Resmin net çıkmadığı olası gelecekler için tarihe not düşelim, TPFD bu metinde uzun uzun futbolcuların çektiği zorlukları anlatıyor. Tek tek de sayıyor. Sabah şu saatte kalkacaksınız, Pazar ailenizle kahvaltı edemeyeceksiniz, maç stresi yaşayacaksınız, sakatlıklar olacak, insanların size bakış açıları performansınıza göre değişecek gibi; futbolculuğun negatif olarak algılanan tarafları sıralanıyor manifestoda.

Ve bu metin, gerçekten, tartışmasız, abartısız, kemik bir noktada Türkiye’nin son 20 yılda yaşadığı kimlik erozyonunun en güzel ve en kristalize temsili.

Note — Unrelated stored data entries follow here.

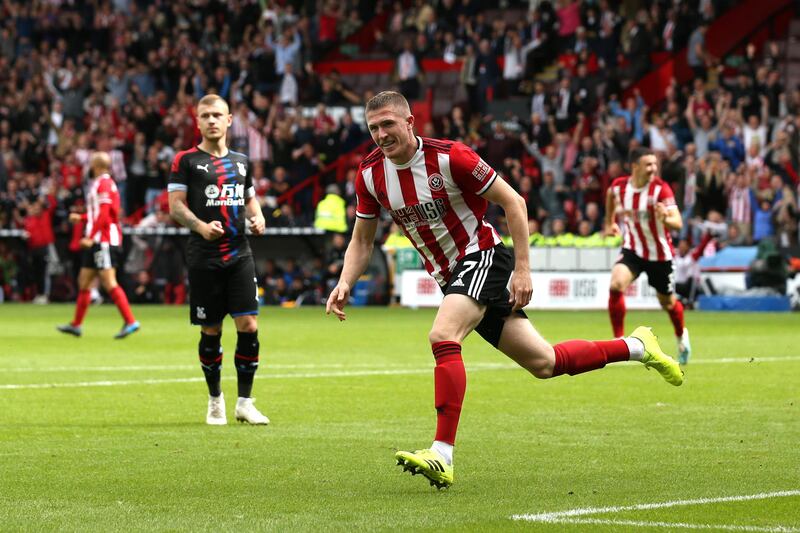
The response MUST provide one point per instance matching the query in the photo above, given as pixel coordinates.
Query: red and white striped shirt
(643, 233)
(435, 198)
(102, 211)
(740, 202)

Metnin sıkıntılı olmasını sağlayan şey, esasında bir hobi-meslek olan futbolculuğun negatif taraflarını sayma cüretinde bulunması değil. Ancak söylemek gerek, bu gerçekten de problem teşkil eden bir yaklaşım. Türkiye genç işsizliğin çok yüksek olduğu, bunun doğal bir sonucu olarak da pek çok insanın sadece geçim sağlayabilmek için sevmediği işleri yapmaya mecbur bırakıldığı bir ülke. Bu insanlara çıkıp “Abi bizim de hayatımız zor, antrenman yapıyoruz” dediğinde olumlu algılamayabilirler.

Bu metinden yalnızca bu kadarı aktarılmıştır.